This week, Tokyo sees the opening of two plays written by playwright and Birkbeck lecturer Colin Teevan.

This week, Tokyo sees the opening of two plays written by playwright and Birkbeck lecturer Colin Teevan.

The Bee, which Teevan wrote with Hideki Noda has just opened in Japanese at the Suitengu Pit Theatre, Tokyo  before a seven city Japanese tour. Using Tsutsui Yasutaka's novel, Mushiriai, as a subject matter, the story revolves around a typical businessman who takes a wife and child hostage. Described in Time Out as ‘part slapstick comedy, part satire, part macabre dance’, Sarah Hemming in The Financial Times said that ‘Colin Teevan's adaptation, together with Hideki Noda's inventive production, draws links between comedy and pain, beauty and cruelty, particularly as associated with Japanese culture.’

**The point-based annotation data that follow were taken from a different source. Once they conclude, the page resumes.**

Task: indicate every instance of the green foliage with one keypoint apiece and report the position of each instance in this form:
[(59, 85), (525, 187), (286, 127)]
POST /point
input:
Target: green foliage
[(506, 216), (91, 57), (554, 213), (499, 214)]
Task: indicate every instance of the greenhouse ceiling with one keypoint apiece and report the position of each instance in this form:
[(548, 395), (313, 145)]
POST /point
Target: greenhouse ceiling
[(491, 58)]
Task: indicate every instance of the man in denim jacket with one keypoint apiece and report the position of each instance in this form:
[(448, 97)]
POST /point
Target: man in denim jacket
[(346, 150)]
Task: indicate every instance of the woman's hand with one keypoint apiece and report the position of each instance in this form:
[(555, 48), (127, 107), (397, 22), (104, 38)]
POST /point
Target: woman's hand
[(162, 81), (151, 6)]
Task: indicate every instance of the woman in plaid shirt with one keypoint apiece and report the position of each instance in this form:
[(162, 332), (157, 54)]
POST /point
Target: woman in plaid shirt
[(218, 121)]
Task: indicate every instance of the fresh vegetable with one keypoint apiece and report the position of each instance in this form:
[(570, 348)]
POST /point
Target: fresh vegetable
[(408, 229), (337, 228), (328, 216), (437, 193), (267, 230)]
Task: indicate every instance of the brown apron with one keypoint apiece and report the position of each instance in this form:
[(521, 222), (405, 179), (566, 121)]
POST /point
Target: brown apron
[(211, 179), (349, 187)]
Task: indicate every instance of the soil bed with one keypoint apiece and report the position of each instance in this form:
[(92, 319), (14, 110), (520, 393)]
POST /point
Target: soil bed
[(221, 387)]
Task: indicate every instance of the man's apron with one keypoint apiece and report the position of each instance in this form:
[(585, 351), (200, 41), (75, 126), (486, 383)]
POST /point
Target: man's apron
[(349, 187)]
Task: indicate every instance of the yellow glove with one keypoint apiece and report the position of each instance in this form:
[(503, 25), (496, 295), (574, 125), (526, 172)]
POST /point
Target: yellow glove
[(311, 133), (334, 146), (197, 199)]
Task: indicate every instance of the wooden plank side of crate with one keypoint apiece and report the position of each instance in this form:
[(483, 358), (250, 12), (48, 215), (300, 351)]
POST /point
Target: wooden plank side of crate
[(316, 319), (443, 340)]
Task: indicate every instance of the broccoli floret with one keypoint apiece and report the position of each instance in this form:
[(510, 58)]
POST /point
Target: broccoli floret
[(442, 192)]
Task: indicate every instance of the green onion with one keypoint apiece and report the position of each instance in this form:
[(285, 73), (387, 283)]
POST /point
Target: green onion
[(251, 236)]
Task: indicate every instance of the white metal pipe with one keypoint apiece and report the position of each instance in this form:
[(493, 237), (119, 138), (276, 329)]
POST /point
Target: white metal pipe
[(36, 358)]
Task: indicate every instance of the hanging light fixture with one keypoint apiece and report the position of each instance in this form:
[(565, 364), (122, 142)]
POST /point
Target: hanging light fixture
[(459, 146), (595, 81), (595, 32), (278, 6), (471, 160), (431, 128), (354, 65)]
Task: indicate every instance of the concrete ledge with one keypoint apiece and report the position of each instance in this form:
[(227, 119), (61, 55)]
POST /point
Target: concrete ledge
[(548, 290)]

Kafka’s Monkey, an adaptation of Kafka’s Report to the Academy, opens this week in Tokyo too at the Setagaya Theatre  at the start of its third world tour taking in Taipei, Turkey, France and finishing at the Warwick Arts Centre at the end of May. The Young Vic describes the play as ‘A witty, heart-rending and ironic tale of forced assimilation into an alien culture, Kafka’s Monkey places a startling mirror in front of a modern day audience.’